Is there a specific reason for making the function f the second argument? It seems a bit unfortunate that this makes it impossible to use the do syntax which one could use if f would be the first argument such as in ForwardDiff or Zygote (as suggested also by the Julia style guide).
gradient(ba, f, args...) just looks cleaner than gradient(f, ba, args...), since it puts the functions with its args. Also, in general these functions should dispatch on the backend, not f, so it's cleaner it be the first argument. There's other precedence for this as well in AD packages (see e.g. ChainRulesCore.rrule_via_ad).
Zygote is able to get away with this since the user never needs to provide a config object. Same with ForwardDiff.
But it would be better to support do syntax. To that point, I wonder if it would make sense to support alternate syntax for the API functions, where the backend is a keyword argument. e.g.
gradient(f, xs...; backend) = gradient(backend, f, xs...)
Implemented @sethaxen's suggestion in https://github.com/JuliaDiff/AbstractDifferentiation.jl/pull/62
What about a curried form?
gradient(ab::AbstractBackend) = FixBackend(ab, gradient)
(op::FixBackend)(f, xs...) = op.∂(op.backend, f, xs...)
Then one can write
gradient(SomeBackend())(a, b) do x, y
...
end
@phipsgabler what do you see as the pros and cons of the curried form vs the one in https://github.com/JuliaDiff/AbstractDifferentiation.jl/issues/33#issuecomment-1018923309?
Purely subjectively, I like the looks of it better. The backend argument looks like something that should be more privileged than a mere "option hidden in a kwarg", IMHO.
Also (and this would be a question practitioners): isn't fixing the backend and then using the same differential operator repeatedly within a package a common use case?
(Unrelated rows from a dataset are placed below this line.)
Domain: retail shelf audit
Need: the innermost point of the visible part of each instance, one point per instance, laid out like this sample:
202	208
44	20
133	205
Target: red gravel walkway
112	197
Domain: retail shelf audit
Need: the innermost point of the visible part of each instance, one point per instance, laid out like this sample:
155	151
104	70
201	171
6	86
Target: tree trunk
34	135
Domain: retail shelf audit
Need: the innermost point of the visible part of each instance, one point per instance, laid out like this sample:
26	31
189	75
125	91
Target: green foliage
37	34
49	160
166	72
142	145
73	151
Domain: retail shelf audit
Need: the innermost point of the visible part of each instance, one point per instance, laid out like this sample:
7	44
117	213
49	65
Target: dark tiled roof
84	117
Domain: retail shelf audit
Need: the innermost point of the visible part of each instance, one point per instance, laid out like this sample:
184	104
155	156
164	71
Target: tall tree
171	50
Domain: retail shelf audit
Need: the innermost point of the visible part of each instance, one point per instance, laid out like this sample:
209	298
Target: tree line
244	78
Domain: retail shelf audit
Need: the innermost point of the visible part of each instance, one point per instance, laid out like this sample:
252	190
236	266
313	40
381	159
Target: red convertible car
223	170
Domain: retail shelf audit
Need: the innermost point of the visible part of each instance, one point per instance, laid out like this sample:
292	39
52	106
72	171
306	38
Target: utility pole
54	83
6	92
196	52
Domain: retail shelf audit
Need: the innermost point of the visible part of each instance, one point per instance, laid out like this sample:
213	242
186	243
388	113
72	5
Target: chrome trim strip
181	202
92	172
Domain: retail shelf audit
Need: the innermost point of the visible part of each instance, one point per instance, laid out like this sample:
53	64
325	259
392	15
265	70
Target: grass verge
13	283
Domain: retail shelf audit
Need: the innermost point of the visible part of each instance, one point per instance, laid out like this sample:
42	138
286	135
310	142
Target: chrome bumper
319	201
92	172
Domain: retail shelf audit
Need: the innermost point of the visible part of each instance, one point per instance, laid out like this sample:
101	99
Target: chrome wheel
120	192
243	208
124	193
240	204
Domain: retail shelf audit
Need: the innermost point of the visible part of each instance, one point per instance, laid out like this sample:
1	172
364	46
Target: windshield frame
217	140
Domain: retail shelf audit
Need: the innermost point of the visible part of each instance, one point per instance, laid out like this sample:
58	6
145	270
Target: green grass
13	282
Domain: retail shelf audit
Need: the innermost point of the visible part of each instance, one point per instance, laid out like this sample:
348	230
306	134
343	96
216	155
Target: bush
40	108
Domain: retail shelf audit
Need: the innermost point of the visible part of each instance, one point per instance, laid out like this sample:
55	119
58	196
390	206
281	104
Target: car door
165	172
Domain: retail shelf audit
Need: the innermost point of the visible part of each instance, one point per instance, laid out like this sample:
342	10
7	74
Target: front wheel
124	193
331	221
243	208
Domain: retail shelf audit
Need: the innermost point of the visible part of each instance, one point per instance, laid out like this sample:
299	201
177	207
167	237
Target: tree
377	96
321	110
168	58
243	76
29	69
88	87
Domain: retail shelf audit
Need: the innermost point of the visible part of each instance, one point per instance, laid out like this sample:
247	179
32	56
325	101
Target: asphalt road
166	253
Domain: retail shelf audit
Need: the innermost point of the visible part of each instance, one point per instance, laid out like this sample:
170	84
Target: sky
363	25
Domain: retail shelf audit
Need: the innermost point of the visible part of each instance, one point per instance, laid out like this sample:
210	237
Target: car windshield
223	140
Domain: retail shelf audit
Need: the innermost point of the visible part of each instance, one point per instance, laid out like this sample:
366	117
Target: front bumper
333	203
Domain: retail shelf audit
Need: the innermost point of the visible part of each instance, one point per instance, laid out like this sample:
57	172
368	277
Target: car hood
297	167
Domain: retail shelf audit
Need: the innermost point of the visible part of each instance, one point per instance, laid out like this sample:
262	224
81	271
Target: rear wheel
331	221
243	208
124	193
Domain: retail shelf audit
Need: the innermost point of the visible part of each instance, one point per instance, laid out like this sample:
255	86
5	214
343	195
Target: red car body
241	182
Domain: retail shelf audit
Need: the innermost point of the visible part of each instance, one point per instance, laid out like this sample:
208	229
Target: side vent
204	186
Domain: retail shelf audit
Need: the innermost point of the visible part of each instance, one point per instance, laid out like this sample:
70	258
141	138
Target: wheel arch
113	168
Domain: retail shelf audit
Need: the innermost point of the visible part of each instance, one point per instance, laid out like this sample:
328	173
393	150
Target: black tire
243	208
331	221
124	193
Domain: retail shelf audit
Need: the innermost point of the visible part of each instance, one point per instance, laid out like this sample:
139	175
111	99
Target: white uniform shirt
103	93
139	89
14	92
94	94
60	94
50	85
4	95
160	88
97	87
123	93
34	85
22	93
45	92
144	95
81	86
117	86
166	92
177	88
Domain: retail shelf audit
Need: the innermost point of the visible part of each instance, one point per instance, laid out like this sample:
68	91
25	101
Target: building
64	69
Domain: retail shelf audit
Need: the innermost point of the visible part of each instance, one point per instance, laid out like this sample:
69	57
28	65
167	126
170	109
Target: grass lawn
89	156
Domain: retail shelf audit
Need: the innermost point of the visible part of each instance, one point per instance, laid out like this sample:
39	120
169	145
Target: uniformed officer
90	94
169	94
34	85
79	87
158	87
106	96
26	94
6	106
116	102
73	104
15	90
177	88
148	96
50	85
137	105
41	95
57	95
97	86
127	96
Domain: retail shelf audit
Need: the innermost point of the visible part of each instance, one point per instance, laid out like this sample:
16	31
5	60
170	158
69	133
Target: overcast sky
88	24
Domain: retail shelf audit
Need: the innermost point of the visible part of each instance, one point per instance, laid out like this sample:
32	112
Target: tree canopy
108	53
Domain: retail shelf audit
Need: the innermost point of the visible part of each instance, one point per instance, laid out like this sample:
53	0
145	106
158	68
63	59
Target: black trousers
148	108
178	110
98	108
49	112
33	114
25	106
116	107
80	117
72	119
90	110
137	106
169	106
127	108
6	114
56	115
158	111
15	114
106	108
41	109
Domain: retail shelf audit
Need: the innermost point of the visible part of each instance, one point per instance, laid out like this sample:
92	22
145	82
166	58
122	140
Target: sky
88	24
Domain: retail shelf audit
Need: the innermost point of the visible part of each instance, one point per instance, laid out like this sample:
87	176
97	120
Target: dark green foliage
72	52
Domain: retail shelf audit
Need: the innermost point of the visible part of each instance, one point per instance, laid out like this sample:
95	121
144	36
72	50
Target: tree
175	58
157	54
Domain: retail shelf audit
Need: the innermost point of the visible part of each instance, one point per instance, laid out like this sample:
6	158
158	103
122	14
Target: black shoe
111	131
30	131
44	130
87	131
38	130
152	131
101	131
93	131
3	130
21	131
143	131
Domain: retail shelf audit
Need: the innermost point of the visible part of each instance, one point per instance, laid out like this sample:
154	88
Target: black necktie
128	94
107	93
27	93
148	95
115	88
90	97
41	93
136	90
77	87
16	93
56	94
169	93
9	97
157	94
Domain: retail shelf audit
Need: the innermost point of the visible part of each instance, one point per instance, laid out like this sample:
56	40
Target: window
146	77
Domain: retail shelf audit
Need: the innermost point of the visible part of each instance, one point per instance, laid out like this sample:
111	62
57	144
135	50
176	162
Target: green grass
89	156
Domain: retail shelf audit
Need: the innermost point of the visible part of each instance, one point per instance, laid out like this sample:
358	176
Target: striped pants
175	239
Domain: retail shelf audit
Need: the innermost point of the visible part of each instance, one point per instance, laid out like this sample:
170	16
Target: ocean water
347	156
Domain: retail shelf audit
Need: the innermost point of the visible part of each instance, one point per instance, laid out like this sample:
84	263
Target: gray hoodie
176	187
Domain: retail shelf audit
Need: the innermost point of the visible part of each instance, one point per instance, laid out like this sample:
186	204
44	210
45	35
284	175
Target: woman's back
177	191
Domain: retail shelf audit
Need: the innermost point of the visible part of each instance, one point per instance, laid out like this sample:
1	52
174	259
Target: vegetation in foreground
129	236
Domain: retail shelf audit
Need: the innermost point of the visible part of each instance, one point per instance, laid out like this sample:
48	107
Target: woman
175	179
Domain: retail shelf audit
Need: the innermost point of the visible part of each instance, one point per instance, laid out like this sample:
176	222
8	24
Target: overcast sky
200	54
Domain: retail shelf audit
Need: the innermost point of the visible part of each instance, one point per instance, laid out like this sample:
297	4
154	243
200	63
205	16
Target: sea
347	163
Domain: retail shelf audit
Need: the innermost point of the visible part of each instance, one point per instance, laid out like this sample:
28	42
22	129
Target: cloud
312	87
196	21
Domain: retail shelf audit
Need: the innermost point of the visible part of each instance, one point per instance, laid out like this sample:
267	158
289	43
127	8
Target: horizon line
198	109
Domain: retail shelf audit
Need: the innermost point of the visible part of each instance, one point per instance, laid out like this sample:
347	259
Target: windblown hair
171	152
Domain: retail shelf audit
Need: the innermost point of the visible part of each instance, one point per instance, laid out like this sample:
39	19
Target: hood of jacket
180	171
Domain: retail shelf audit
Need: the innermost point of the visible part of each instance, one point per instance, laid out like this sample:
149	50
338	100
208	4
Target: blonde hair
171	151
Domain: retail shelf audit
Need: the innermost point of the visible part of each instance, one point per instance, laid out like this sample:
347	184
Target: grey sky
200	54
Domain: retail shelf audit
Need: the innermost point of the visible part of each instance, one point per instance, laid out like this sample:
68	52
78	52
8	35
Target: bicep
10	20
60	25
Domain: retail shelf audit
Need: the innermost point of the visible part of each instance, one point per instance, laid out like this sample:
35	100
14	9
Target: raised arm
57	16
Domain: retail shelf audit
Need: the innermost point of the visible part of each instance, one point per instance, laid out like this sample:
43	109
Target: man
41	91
IMO the curried form would be nice, mainly since as mentioned above it would make it possible to fix a backend in a straightforward way without having to create anonymous functions. Also I like that keyword arguments would be reserved only for backend-specific options (not sure if that's a thing at all currently) and that the two versions of ˋgradientˋ would be more distinct.